Мама ругаться принялась, а я сижу со своим узелком в обнимку, и понять не могу, как же так получилось-то?

А вышло вот что. Полинка не стерпела и всё маме рассказала, по секрету. А та - отцу. Тятя пошёл к Колиной матери, Анне Кузьмовне, и они против нас вместе удумали такую каверзу. Коля-то после Раиски не стал в своём доме жить, к матери перешёл. Ну вот, приходит он домой, лошадь запряжённую у ворот оставил, мал, ещё по делам надо съездить. Всю работу по хозяйству переделал, а Куэьмовна все новую ему подбрасывает. Время тянет. Потом и говорит:

- Достал бы ты, сынок, костянки мочёной из голбца, так охота с водичкой похлебать.
Коля и полез. Мать крышку подполья захлопнула, кроватью приставила, и сама ещё на неё села. Коля сперва попробовал силой вырваться, потом добром мамашу просил, а она будто не слышит. Так и просидел там до поздней ночи. А тятя мой - на телегу, да за околицу...
Думала, уж никогда нам с Колей вместе не быть.
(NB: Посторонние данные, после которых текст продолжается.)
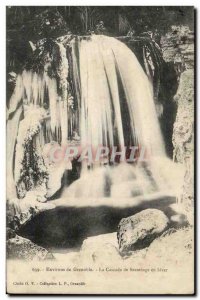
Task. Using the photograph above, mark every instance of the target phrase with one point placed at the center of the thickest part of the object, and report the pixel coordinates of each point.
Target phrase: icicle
(52, 90)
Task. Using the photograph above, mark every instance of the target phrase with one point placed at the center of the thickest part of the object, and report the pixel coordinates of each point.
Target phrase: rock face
(138, 231)
(178, 46)
(100, 248)
(21, 248)
(183, 138)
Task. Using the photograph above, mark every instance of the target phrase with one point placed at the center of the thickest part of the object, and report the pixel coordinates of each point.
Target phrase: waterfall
(102, 60)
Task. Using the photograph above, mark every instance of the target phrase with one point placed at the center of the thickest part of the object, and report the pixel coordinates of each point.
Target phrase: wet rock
(21, 248)
(138, 231)
(101, 248)
(178, 46)
(183, 139)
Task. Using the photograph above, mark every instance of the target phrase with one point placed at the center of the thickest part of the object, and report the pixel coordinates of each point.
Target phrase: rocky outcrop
(138, 231)
(100, 248)
(183, 139)
(178, 47)
(21, 248)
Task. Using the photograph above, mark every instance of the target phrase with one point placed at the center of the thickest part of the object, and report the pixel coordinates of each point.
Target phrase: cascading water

Тятя от меня метрику спрятал, а как же не по закону-то? Не нынешние времена. Полгода маялись. А сумел всё же Коля отца моего упросить! Не знаю уж даже как, честное слово.

 Расписались мы, правда, свадьбу родители наотрез отказались собирать, да нам и не надо было ничего, лишь бы вместе быть. Сыночка родила, потом дочку. И Анна Кузьмовна и мои родители у нас свой век доживали. Один раз только и поругались мы с Колей всерьёз, когда сын жениться собрался. Не понравилась мне будущая сноха, давай Сережу пилить да отговаривать. Коля меня тогда сильно отругал, первый раз, наверное, не Мотей, а Матрёной Авдеевной назвал, и нашу с ним историю припомнил: « Забыла, как нам родители едва жизнь не испортили? Не лезь к сыну, ему жить, не тебе». Дочка моя с замужеством припозднилась, без Коли её уже выдавала. Ни слова против не сказала на её выбор. И верно, им жить. Только бы прожили, как мы с моим Колей...

...Нет теперь в живых бабушки Моти. Не успела она мне рассказать и малой доли того, что знала, видела, пережила. Каюсь теперь, что редко редко навещала её. А ей всего-то и надо было - капельку внимания, да доброе слово.